De gedeeltelijk overdekte doorgang tussen de Kloveniersburgwal en de Oudezijds Achterburgwal staat bekend als de Oudemanhuispoort. Hij leidt niet meer naar het Oudemannen- en Vrouwengasthuis, zoals weleer, maar sinds 1876 naar het hoofdgebouw van de Universiteit van Amsterdam (UvA). De poort aan de Kloveniersburgwal had een voorganger uit 1601, maar die werd in 1786 vervangen door de huidige, ontworpen door stadsbouwmeester Abraham van der Hart met beeldhouwwerk van A. Ziesenis. De poort bestaat uit Toscaanse zuilen en een hoofdgestel met trigliefen in het fries, waarboven drie figuren zijn gebeeldhouwd: de Mildheid met een hoorn des overvloeds, geflankeerd door figuren die de Armoede en de Ouderdom voorstellen. Zij symboliseren de zorg welke de stad had voor haar oude lieden.
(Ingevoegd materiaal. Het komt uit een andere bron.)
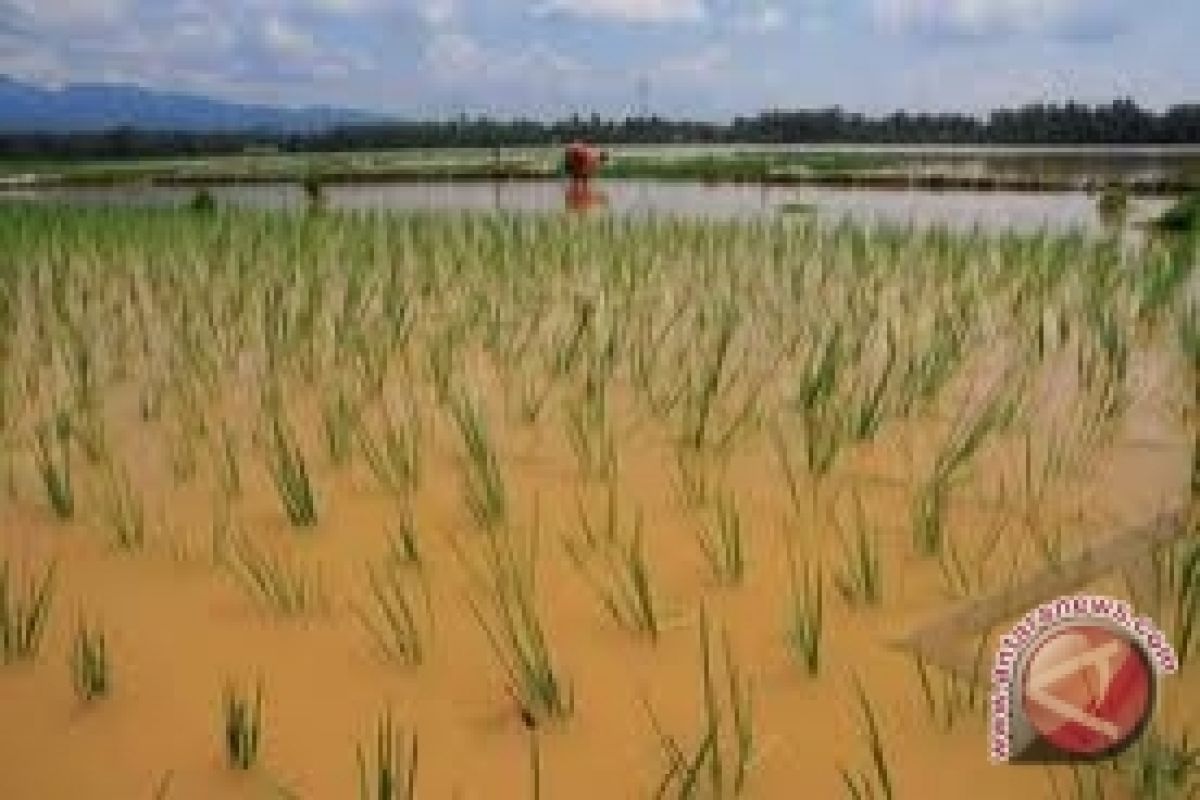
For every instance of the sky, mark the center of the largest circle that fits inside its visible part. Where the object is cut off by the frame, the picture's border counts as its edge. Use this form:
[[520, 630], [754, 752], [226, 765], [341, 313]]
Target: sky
[[705, 59]]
Ter hoogte van de Oudemanhuispoort staat aan de overkant van de Kloveniersburgwal een stadspaleisje met zandstenen gevel, het Poppenhuis.

Poppenhuis, Kloveniersburgwal 95

Dit dubbelhuis van Joan Poppen is in 1642 door philips vingboons ontworpen. Het Huis Joan Poppen (of ’het Poppenhuis’) heet eigenlijk De Gulden Steur. De zandstenen lijstgevel is een mooi voorbeeld van Hollands Classicisme. De gevel wordt gedomineerd door een kolossale orde van zes Corinthische pilasters. De vier middelste pilasters dragen een groot driehoekig fronton. Het huis heeft een hoog dwarsdak (een paviljoendak) met sierschoorstenen. De oorspronkelijke kruiskozijnen zijn waarschijnlijk al in de achttiende eeuw vervangen door schuiframen met roedenverdeling. De hoge stoep en de ingang op de hoofdverdieping zijn in 1904 gesloopt. Sindsdien is een voormalige dienstingang tevens hoofdingang.

U blijft de Kloveniersburgwal volgen en loopt even de brug op.

Hier heeft u een prachtig zicht over Kloveniersburgwal, Waag en Binnen-Amstel.
Zo krijgt u een idee van de loop van de oude stadsmuur langs deze gracht.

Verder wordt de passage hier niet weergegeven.